Engineer application - sammyuri

Minecraft name: sammyuri

What’s a thing you have made which demonstrates sufficient engineering knowledge?:
The NSSPU or “not so sluggish processing unit”, an 8 bit pipelined CPU
(my first CPU was called the “sluggish processing unit” as it had a clock speed of 82 ticks)

  • 10 tick clock
  • 5 stage waterfall pipeline (fetch, decode, read, execute, writeback)
  • 7 general purpose registers and 16 bytes of RAM
  • 8-function ALU: add, subtract, add immediate, subtract immediate, AND, XOR, barrel shift left, barrel shift right
  • 64 bytes of program memory
  • 7 branch conditions
  • Integrated 16x16 double buffered GPU
  • URCL support

Programs the NSSPU can run include:

  • Multiplication and division algorithms
  • Sorting algorithms (up to 16 byte array), stack emulation,
  • Collatz conjecture, prime number finder, Bresenham’s line algorithm
  • Cellular automata
  • Simple games such as pong, guess the number

What engineering work went into designing this device?:
My original plans were to construct a larger, dual core CPU capable of running advanced programs such as Snake or Tetris; this CPU is just a test bed for the architecture, components and particularly the ISA for the future one. However, this one turned out to already be advanced enough it may be worthy of Engineer.
The first challenge I faced was to design an instruction set that would be flexible and powerful while not tedious to program. I have always preferred 3-operand over accumulator-based instruction sets and thus wanted to stick with that, yet also wanted the word length to be 8 bits to help with caching of the future CPU. Eventually I came up with a variable length instruction set where instructions can be between 1 and 3 bytes in length, meaning instructions take up no more space than they need to while having ample room for expansion and CISC instructions. The instruction set the NSSPU uses ( is a slightly modified version of it. In the end, my efforts paid off - complicated programs such as pong and rule 110 fit in 64 and 52 bytes respectively.
The next bit of work was figuring out the pipeline; this was my first pipelined CPU and so I had never encountered all the related issues. In the end I chose a 5-stage pipeline as this would facilitate timing any additional bytes of an instruction, and since most instructions that access the ALU take up 2 bytes, you can still use the result of one operation immediately in the next one, avoiding the complexity of forwarding. However, one big issue with so many pipeline stages was conditional branching, as flags often weren’t ready before the next instruction would be executed. To solve this I decided that the CPU would always execute the next instruction after a conditional branch instruction, even if the branch happens. This still allows for chains of conditional branches in a row, and (as long as you have it in mind while programming) rarely causes pipeline bubbles to have to be inserted.
After doing all that I got to work on the data loop - it actually turned out to be only 15 ticks, so I could have increased the clock speed slightly; however, since I had planned other bits of it with the 10 tick clock in mind, I decided to keep it at that. The rest of the CPU quickly came together and after about 6 hours of trying to figure out why it was giving 2 + 3 = 7, I had a functional machine. I colour coded the CPU and plastered it with banners to make it very easy to tell which part was which.
This CPU has a few odd quirks that stem from it being a scaled down version of one I have planned. For one thing, there are no IO ports; for programs that might want to utilise them you can simply treat the last few bytes of RAM as ports and load/store to them. There are also eight unused instructions that would deal with shared memory access, stalling and IO in a multi-core version. The way I implemented the pipeline also has a couple problems such as being unable to stop and continue/step the clock without ending the program altogether (although this might be a general issue for waterfall pipelines). Finally, 64 bytes turns out to not be that much program memory for complex programs (my next CPU will have way more).
Nevertheless, I am happy with how it turned out as it is decently fast, and is fun both to program and to watch running programs while surprisingly lag-free. During an interview I’d be happy to demonstrate pong or the cellular automaton as they are my favourite programs so far.

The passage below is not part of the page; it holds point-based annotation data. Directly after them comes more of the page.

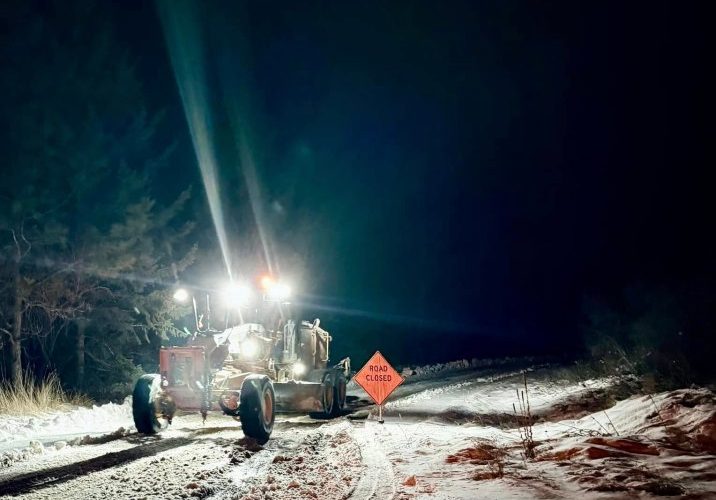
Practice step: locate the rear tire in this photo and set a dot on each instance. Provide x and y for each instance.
(144, 409)
(339, 394)
(328, 399)
(257, 407)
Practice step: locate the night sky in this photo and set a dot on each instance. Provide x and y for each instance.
(467, 170)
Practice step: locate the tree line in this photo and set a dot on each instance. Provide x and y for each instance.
(88, 246)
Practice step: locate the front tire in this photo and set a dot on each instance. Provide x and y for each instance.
(257, 407)
(339, 394)
(144, 408)
(328, 399)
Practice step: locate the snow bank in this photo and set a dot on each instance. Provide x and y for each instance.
(23, 435)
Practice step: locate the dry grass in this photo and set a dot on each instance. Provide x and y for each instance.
(525, 420)
(29, 396)
(486, 453)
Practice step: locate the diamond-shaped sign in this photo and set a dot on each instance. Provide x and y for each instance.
(378, 378)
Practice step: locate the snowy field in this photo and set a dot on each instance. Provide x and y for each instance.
(450, 432)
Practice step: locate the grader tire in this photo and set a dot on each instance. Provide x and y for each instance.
(339, 394)
(257, 407)
(144, 408)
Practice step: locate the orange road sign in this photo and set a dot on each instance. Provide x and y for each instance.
(378, 378)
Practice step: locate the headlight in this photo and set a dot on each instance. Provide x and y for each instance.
(249, 348)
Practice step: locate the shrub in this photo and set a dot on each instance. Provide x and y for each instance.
(29, 396)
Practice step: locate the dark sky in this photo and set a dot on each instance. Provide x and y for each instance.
(472, 168)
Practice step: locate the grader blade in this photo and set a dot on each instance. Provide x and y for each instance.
(298, 396)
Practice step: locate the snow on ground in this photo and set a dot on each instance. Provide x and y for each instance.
(24, 436)
(449, 433)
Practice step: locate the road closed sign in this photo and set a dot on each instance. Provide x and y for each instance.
(378, 378)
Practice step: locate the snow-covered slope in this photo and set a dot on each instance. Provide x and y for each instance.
(450, 432)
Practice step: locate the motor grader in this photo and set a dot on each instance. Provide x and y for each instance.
(266, 362)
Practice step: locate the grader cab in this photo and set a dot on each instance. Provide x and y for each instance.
(264, 364)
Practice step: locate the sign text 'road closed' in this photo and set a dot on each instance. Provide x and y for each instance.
(378, 378)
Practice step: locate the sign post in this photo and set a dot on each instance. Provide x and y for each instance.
(378, 379)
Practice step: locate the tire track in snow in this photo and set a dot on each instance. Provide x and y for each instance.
(377, 480)
(56, 475)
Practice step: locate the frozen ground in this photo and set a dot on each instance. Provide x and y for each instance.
(450, 433)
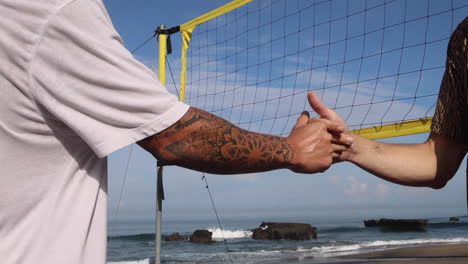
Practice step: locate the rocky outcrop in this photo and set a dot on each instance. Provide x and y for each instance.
(287, 231)
(201, 236)
(176, 237)
(397, 224)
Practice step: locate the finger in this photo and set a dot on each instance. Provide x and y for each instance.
(302, 120)
(343, 139)
(319, 107)
(336, 157)
(339, 148)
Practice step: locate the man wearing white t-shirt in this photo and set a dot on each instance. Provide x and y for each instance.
(71, 94)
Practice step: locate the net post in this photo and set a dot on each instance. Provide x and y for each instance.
(159, 198)
(159, 187)
(162, 55)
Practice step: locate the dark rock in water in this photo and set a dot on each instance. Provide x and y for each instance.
(397, 224)
(287, 231)
(176, 237)
(201, 236)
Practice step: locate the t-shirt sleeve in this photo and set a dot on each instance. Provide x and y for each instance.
(451, 115)
(83, 76)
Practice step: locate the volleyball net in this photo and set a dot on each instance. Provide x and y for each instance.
(378, 63)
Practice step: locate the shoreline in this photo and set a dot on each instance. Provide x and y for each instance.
(430, 254)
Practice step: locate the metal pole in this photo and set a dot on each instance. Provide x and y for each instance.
(159, 184)
(159, 198)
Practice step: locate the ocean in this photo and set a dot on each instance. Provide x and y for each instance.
(132, 241)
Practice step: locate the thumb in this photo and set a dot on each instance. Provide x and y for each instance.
(319, 107)
(302, 120)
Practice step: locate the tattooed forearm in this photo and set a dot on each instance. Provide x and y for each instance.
(204, 142)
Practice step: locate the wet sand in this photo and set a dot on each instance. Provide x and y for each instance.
(430, 254)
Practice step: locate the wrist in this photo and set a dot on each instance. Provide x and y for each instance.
(352, 154)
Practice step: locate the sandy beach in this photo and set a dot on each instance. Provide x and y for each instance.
(431, 254)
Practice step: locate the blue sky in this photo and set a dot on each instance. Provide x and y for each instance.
(342, 189)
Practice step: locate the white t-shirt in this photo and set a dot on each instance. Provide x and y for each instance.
(70, 94)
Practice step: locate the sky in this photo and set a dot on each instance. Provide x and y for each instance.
(344, 188)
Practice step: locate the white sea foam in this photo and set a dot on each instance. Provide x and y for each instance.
(143, 261)
(229, 234)
(334, 250)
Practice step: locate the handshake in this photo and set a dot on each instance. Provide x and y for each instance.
(323, 140)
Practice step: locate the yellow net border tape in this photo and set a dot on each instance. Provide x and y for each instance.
(418, 126)
(186, 30)
(422, 125)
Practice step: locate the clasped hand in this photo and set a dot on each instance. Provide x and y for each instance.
(318, 142)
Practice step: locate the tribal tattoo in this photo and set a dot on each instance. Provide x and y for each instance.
(205, 142)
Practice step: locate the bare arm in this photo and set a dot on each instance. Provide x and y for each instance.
(430, 164)
(204, 142)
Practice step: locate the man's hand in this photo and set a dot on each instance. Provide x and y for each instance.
(311, 142)
(342, 142)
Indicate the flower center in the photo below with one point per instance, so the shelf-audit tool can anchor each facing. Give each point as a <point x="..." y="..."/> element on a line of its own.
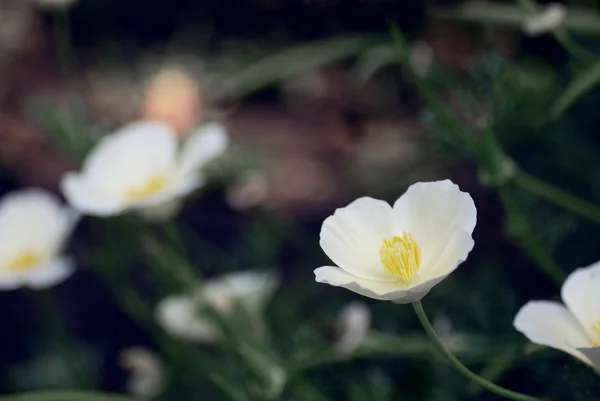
<point x="24" y="261"/>
<point x="151" y="187"/>
<point x="596" y="331"/>
<point x="401" y="256"/>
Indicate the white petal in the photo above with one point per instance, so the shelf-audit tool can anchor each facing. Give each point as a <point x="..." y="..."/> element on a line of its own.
<point x="51" y="273"/>
<point x="253" y="289"/>
<point x="89" y="199"/>
<point x="178" y="316"/>
<point x="449" y="259"/>
<point x="551" y="324"/>
<point x="581" y="294"/>
<point x="33" y="220"/>
<point x="593" y="354"/>
<point x="43" y="276"/>
<point x="131" y="156"/>
<point x="209" y="142"/>
<point x="354" y="234"/>
<point x="381" y="290"/>
<point x="434" y="212"/>
<point x="546" y="20"/>
<point x="353" y="325"/>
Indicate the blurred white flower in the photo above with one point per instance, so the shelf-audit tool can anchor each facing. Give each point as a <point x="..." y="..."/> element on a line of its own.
<point x="354" y="323"/>
<point x="398" y="254"/>
<point x="421" y="57"/>
<point x="147" y="375"/>
<point x="573" y="327"/>
<point x="141" y="166"/>
<point x="547" y="20"/>
<point x="182" y="315"/>
<point x="34" y="227"/>
<point x="53" y="4"/>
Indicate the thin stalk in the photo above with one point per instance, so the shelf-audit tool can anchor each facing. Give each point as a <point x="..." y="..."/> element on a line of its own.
<point x="557" y="196"/>
<point x="459" y="367"/>
<point x="67" y="395"/>
<point x="519" y="230"/>
<point x="67" y="60"/>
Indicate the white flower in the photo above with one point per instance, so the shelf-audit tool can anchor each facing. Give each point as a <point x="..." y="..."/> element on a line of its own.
<point x="573" y="327"/>
<point x="140" y="166"/>
<point x="354" y="323"/>
<point x="34" y="227"/>
<point x="547" y="20"/>
<point x="147" y="373"/>
<point x="182" y="316"/>
<point x="398" y="254"/>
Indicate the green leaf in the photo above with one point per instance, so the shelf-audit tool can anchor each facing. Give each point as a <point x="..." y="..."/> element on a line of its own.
<point x="68" y="395"/>
<point x="292" y="61"/>
<point x="579" y="21"/>
<point x="581" y="85"/>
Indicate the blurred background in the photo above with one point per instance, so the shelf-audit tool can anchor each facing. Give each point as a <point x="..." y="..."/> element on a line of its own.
<point x="320" y="111"/>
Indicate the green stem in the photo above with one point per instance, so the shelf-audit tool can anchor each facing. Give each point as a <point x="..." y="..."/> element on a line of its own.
<point x="557" y="196"/>
<point x="67" y="395"/>
<point x="68" y="66"/>
<point x="439" y="108"/>
<point x="459" y="367"/>
<point x="518" y="228"/>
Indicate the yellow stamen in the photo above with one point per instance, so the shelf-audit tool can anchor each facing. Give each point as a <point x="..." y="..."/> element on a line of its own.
<point x="401" y="256"/>
<point x="152" y="186"/>
<point x="24" y="261"/>
<point x="596" y="331"/>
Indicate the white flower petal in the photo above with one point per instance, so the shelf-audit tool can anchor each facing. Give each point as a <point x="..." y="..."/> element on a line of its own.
<point x="434" y="212"/>
<point x="593" y="354"/>
<point x="353" y="235"/>
<point x="546" y="20"/>
<point x="381" y="290"/>
<point x="456" y="252"/>
<point x="43" y="276"/>
<point x="50" y="274"/>
<point x="130" y="156"/>
<point x="581" y="294"/>
<point x="353" y="324"/>
<point x="551" y="324"/>
<point x="253" y="289"/>
<point x="209" y="142"/>
<point x="34" y="220"/>
<point x="86" y="198"/>
<point x="178" y="316"/>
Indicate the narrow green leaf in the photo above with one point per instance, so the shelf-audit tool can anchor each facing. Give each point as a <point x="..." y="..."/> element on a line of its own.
<point x="68" y="395"/>
<point x="578" y="87"/>
<point x="292" y="61"/>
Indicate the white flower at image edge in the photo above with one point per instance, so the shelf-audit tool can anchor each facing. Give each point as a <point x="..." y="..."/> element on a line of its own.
<point x="573" y="327"/>
<point x="182" y="315"/>
<point x="34" y="227"/>
<point x="399" y="253"/>
<point x="142" y="166"/>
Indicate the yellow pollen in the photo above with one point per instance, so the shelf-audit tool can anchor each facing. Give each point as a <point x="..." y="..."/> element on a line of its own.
<point x="596" y="331"/>
<point x="24" y="261"/>
<point x="154" y="185"/>
<point x="401" y="256"/>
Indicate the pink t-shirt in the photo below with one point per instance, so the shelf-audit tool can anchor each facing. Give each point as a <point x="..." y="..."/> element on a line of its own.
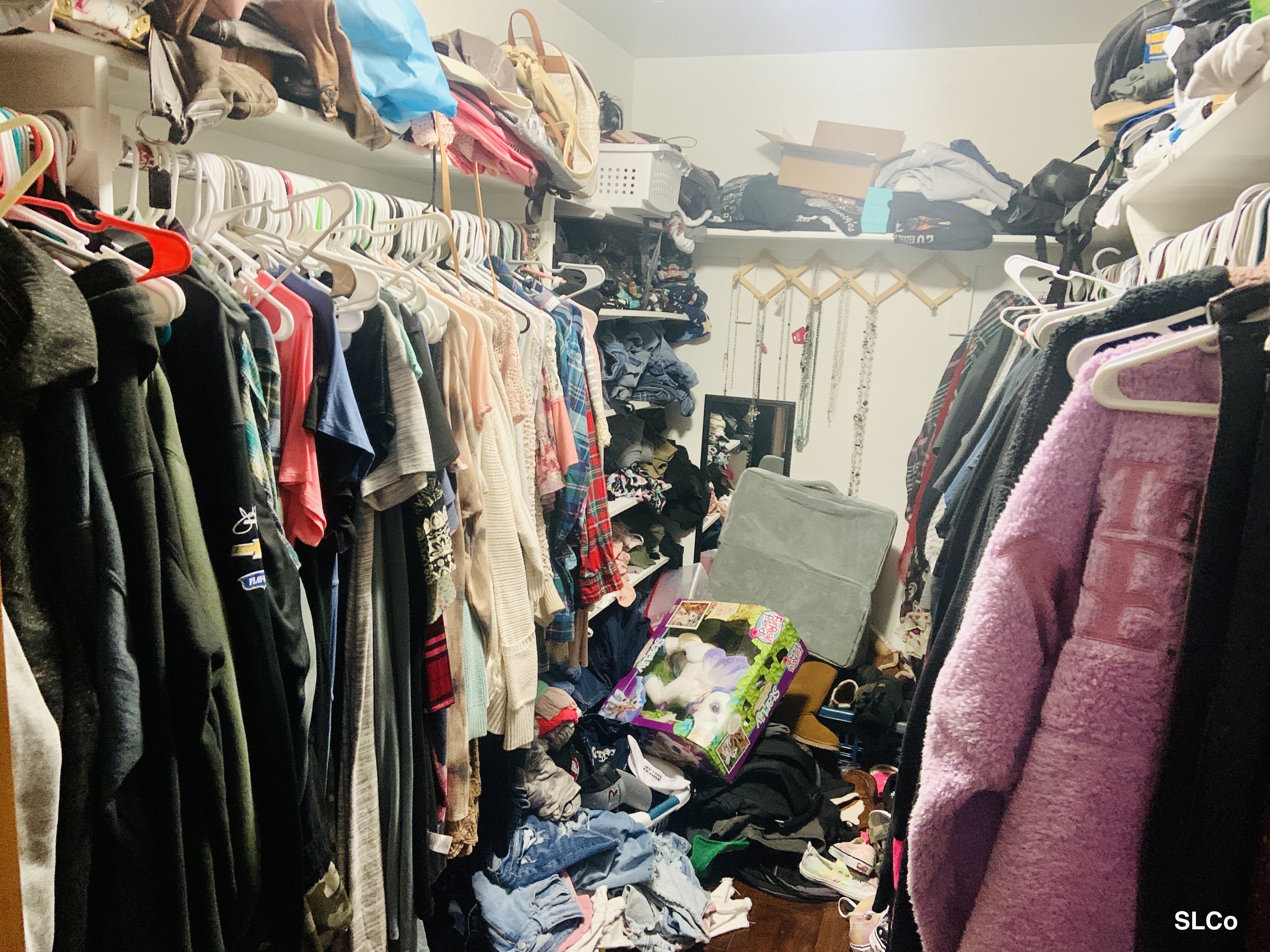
<point x="299" y="489"/>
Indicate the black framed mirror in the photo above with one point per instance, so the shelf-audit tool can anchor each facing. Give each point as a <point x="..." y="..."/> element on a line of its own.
<point x="740" y="433"/>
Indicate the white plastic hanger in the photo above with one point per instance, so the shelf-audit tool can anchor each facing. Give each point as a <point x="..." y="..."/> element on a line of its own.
<point x="1088" y="348"/>
<point x="1015" y="267"/>
<point x="1105" y="385"/>
<point x="338" y="194"/>
<point x="1042" y="329"/>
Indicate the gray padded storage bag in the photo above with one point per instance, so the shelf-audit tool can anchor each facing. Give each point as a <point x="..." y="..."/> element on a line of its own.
<point x="807" y="551"/>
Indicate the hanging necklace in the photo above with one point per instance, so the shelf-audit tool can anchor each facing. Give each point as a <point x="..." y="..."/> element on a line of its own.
<point x="811" y="352"/>
<point x="783" y="354"/>
<point x="840" y="347"/>
<point x="733" y="320"/>
<point x="862" y="417"/>
<point x="760" y="328"/>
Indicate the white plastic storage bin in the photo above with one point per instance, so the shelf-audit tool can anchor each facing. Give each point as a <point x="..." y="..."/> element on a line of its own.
<point x="643" y="179"/>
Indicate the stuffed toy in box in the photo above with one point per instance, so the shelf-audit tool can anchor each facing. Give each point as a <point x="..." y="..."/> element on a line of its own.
<point x="707" y="683"/>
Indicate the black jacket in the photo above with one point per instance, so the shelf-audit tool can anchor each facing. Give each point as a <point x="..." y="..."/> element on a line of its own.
<point x="202" y="361"/>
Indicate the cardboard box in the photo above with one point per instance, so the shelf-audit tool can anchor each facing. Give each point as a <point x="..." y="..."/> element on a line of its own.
<point x="842" y="159"/>
<point x="707" y="683"/>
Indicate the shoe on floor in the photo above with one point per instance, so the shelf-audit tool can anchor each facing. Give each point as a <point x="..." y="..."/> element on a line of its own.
<point x="863" y="926"/>
<point x="856" y="856"/>
<point x="798" y="709"/>
<point x="835" y="875"/>
<point x="879" y="828"/>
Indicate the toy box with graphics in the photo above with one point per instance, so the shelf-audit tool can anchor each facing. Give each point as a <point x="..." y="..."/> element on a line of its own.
<point x="707" y="683"/>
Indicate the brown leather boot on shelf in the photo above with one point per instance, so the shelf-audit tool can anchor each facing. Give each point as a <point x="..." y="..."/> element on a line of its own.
<point x="797" y="710"/>
<point x="865" y="786"/>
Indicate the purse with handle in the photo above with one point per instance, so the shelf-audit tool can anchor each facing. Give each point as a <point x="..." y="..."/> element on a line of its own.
<point x="563" y="95"/>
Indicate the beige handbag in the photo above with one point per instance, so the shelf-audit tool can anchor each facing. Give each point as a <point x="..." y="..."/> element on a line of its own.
<point x="563" y="95"/>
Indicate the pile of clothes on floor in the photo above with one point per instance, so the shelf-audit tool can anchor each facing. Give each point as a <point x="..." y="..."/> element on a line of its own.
<point x="600" y="881"/>
<point x="642" y="461"/>
<point x="586" y="871"/>
<point x="1200" y="56"/>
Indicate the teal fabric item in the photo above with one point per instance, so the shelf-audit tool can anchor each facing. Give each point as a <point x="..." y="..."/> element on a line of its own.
<point x="393" y="55"/>
<point x="474" y="677"/>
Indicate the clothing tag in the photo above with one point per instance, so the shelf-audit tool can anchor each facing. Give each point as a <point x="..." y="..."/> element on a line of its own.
<point x="440" y="843"/>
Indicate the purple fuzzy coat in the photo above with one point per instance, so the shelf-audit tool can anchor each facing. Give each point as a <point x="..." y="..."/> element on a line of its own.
<point x="1047" y="721"/>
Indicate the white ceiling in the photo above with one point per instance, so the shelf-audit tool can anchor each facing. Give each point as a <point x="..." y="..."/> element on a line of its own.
<point x="658" y="28"/>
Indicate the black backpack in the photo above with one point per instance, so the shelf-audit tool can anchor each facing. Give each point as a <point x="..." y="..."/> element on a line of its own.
<point x="1123" y="47"/>
<point x="1063" y="200"/>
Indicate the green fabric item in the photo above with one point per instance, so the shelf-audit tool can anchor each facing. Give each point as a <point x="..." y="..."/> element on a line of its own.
<point x="705" y="851"/>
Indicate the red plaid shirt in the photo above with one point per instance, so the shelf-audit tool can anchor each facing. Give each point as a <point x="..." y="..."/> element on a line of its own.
<point x="598" y="573"/>
<point x="437" y="682"/>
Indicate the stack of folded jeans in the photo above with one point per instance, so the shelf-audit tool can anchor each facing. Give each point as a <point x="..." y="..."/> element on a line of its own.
<point x="641" y="365"/>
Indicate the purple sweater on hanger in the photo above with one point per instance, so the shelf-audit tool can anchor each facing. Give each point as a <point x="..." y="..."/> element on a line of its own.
<point x="1047" y="721"/>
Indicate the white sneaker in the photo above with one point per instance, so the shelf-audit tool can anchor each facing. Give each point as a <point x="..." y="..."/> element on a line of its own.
<point x="835" y="875"/>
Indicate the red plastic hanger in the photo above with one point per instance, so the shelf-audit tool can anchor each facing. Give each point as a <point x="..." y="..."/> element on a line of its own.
<point x="172" y="252"/>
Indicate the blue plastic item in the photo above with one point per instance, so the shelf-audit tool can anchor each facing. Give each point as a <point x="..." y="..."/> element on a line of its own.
<point x="875" y="219"/>
<point x="393" y="55"/>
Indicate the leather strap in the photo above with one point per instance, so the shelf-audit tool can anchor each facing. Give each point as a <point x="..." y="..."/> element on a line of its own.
<point x="484" y="227"/>
<point x="550" y="62"/>
<point x="445" y="197"/>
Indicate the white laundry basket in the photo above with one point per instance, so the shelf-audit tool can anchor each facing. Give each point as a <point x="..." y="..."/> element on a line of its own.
<point x="643" y="179"/>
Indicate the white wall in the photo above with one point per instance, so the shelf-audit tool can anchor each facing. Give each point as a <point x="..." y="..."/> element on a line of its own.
<point x="610" y="67"/>
<point x="913" y="347"/>
<point x="1022" y="106"/>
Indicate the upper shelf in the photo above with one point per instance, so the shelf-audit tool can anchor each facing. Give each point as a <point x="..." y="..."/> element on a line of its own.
<point x="616" y="314"/>
<point x="817" y="237"/>
<point x="293" y="138"/>
<point x="1213" y="164"/>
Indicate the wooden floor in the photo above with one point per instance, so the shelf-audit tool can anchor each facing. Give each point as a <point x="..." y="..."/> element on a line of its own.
<point x="778" y="926"/>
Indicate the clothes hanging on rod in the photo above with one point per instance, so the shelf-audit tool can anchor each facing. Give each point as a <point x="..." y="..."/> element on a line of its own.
<point x="990" y="466"/>
<point x="360" y="512"/>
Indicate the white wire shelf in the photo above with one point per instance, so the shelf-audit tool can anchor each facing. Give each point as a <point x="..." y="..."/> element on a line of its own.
<point x="636" y="579"/>
<point x="618" y="314"/>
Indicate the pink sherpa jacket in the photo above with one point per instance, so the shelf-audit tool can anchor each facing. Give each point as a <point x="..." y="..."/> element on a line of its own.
<point x="1047" y="720"/>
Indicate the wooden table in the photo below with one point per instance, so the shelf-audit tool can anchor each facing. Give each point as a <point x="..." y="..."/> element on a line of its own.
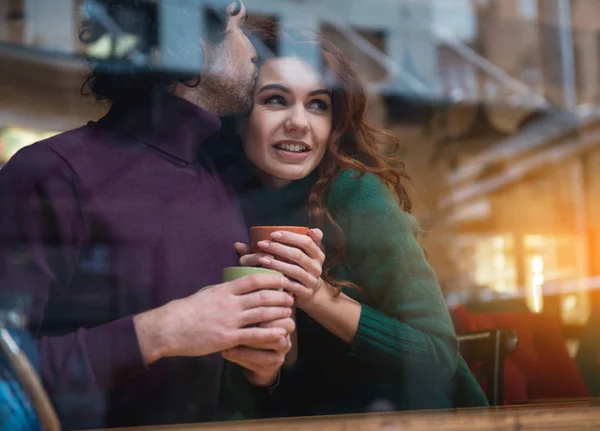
<point x="567" y="416"/>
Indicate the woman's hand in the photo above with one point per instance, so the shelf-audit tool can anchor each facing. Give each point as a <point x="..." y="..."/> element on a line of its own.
<point x="299" y="257"/>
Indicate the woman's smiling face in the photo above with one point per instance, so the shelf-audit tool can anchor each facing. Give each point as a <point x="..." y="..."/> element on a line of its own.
<point x="289" y="127"/>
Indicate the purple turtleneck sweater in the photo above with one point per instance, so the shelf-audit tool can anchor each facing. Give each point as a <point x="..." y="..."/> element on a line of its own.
<point x="101" y="223"/>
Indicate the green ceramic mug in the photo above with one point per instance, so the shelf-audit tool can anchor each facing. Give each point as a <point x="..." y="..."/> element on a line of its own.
<point x="234" y="272"/>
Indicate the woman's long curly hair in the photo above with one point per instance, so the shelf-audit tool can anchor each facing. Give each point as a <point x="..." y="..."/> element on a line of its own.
<point x="353" y="145"/>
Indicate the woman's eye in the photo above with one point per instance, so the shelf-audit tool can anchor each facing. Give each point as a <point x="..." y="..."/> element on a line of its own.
<point x="275" y="100"/>
<point x="319" y="105"/>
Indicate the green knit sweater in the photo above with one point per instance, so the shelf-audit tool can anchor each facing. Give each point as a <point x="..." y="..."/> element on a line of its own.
<point x="405" y="352"/>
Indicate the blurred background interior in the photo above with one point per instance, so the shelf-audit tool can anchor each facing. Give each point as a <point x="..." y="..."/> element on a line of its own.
<point x="497" y="104"/>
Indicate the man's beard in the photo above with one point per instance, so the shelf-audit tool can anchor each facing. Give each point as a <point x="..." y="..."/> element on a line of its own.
<point x="230" y="93"/>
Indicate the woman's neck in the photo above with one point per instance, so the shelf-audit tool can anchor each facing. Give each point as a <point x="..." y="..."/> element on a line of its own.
<point x="272" y="182"/>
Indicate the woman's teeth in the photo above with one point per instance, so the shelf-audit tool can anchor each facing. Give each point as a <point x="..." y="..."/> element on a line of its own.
<point x="294" y="148"/>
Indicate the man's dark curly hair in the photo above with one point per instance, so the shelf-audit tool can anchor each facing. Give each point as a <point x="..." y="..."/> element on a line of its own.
<point x="122" y="79"/>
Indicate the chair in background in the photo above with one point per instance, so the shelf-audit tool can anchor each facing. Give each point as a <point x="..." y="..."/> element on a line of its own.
<point x="485" y="351"/>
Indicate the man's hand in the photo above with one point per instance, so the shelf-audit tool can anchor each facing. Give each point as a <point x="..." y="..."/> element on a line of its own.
<point x="218" y="318"/>
<point x="262" y="363"/>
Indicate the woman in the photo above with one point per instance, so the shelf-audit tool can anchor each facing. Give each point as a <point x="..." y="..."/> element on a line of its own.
<point x="385" y="341"/>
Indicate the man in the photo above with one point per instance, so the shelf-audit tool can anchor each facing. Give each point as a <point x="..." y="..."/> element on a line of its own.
<point x="112" y="229"/>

Image/s and/or video/s of the device: /warp nsspu

NSSPU running Rule 110, 2 minutes/generation

NSSPU running pong, 45-50 seconds/frame


This looks honestly really good, I just have one question:
I just looked at your ISA, the Source seems to be on the second byte, whereas detination and operand are on the first. Why is it like that?
In a 3 operand cpu, the first thing u need is the source. If you read in 8 bytes at a time, it would make more sense to first prepare source.

Since both source A and source B (or the immediate) need to reach the ALU at the exact same time for all ALU functions, and there were only enough available bits in the first byte for one of the two, it wouldn’t speed any instructions up reading one source earlier as the ALU would still have to wait for the other source. Also, this would add further complexity with timing everything which was already hard enough, and immediates are always in the second byte so the destination would have to be in the first byte for some instructions anyway. (I assume you meant 8 bits not 8 bytes)

1 Like

Accepted for an interview!